As shown in Figure 7, as the trainable parameter increased, model performance (AUC) and model reliability (MCC and Kappa) increased. In particular, it was shown that as the trainable parameter increased, the PPV increased and the FNR decreased, thereby increasing the classification performance of the model. In particular, as the trainable parameter increases, the negative prediction (NPV) or false positive (FPR) hardly changes, whereas the positive prediction (PPV) increases and the false negative (FNR) decreases, thereby increasing the classification performance of the model. Can. This is expected to be due to data imbalance as the number of pharyngeal phase frames among the total number of VFSS video frames is relatively smaller than that of non-pharyngeal phase frames.

4.2. Visual Interpretation Using Grad-CAM

Grad-CAM uses the gradient information flowing into the last convolutional layer of the deep CNN to understand the significance of each neuron for making decisions [35]. For a qualitative evaluation of classification, the Grad-CAM technique was used in this study. In the CNN model, which demonstrated the best classification performance (Figure 9), image feature points for each class were specified for each frame in a VFSS video clip. In particular, it was confirmed that the food mass was automatically recognized as the pharyngeal phase when it was in the pharyngeal cavity. This shows that the CNN automatically classifies the pharyngeal phase and the non-pharyngeal phase without prior work, such as object labeling of food bolus in each frame image of VFSS video clips. However, in other swallowing phases (non-swallowing moment, oral phase and esophageal phase), it was classified as a non-pharyngeal phase through the recognition of non-biological markers rather than other biological markers. It is assumed that for images of unlabeled subsets other than the pharyngeal phase, the deep CNN algorithm generated hidden stratification [36].

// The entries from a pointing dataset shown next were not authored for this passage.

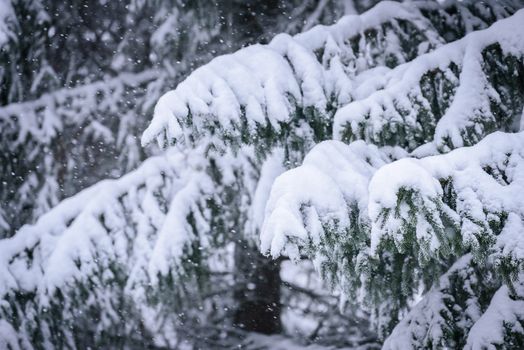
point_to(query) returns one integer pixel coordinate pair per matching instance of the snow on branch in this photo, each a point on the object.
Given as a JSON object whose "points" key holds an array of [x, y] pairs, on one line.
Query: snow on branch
{"points": [[267, 86], [358, 215], [452, 96], [46, 143]]}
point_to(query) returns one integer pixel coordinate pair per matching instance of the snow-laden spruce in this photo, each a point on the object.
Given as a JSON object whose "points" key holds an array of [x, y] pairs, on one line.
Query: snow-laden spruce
{"points": [[452, 96], [383, 232], [50, 144], [95, 252], [263, 89]]}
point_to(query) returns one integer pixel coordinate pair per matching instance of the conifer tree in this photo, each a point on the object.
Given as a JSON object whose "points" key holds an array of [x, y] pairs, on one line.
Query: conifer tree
{"points": [[387, 217]]}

When the pharyngeal phase is recognized as a non-pharyngeal phase (False Positive), the pharyngeal cavity was not imaged in the x-ray area as the patient moves and thus it was determined to be a similar part to the pharyngeal cavity (Figure 10A). Even in the pharyngeal phase, when the non-pharyngeal phase (False Negative) was recognized as a large foreign body in the x-ray area, there was a large patient motion, such as a large foreign body or the jaw being lifted too high unlike other patients (Figure 10B).

4.3. Limitations

This study has a limitation in that the sample size estimation method was not applied as it has only a limited set of data due to the characteristics of medical images that are limited to large-scale data collection. In addition, this study has a limitation in that it does not perform random sampling related to dataset sampling and uses sample of convenience that only uses VFSS videos taken at a certain time. The limitation of such a sampling method was mentioned in the previous literature [37], such as an inability to generalize the results of the survey to the population as a whole. Therefore, there is the possibility of under-or over-representation of the population in this study.

5. Conclusions

A single-frame-baseline-architecture-based simple CNN for recognizing pharyngeal phase in untrimmed VFSS video clips is presented here and the following conclusions are drawn. When using deep CNNs for recognizing the pharyngeal phase in VFSS video clips, by applying transfer learning technique to a deep CNN for classification, an appropriate fine-tuning degree was required. In addition, in the case of image classification using a deep CNN, classification must be evaluated qualitatively using visual interpretation methods such as the Grad-CAM technique to identify whether an appropriate classification has occurred based on the correct reason. The single-frame-baseline-architecture-based simple CNN using the factors above demonstrated the possibility of yielding high performances in the full automation of VFSS video analysis. However, this study was conducted based on images taken only in one institution and may have limitations compared to studies using multi-center and multiple imaging devices.

Supplementary Materials

The following are available online at https://www.mdpi.com/2075-4418/11/2/300/s1, Table S1: Performance metrics of experimental groups of this study.

Author Contributions

Conceptualization, K.-S.L., E.L. and S.-B.P.; Data curation, E.L. and B.C.; Formal analysis, K.-S.L. and E.L.; Funding acquisition and S.-B.P.; Investigation, K.-S.L., E.L. and B.C.; Methodology, K.-S.L.; Project administration and S.-B.P.; Resources, E.L. and S.-B.P.; Software, K.-S.L.; Supervision and S.-B.P.; Validation, K.-S.L. and S.-B.P.; Visualization, K.-S.L.; Writing—original draft, K.-S.L. and E.L.; Writing—review & editing and S.-B.P. All authors have read and agreed to the published version of the manuscript.

Funding

This research was supported by the Basic Science Research Program through the National Research Foundation of Korea (NRF) funded by the Ministry of Education (NRF-2019R1I1A1A01062961) and a Korea University Grant (K2008481).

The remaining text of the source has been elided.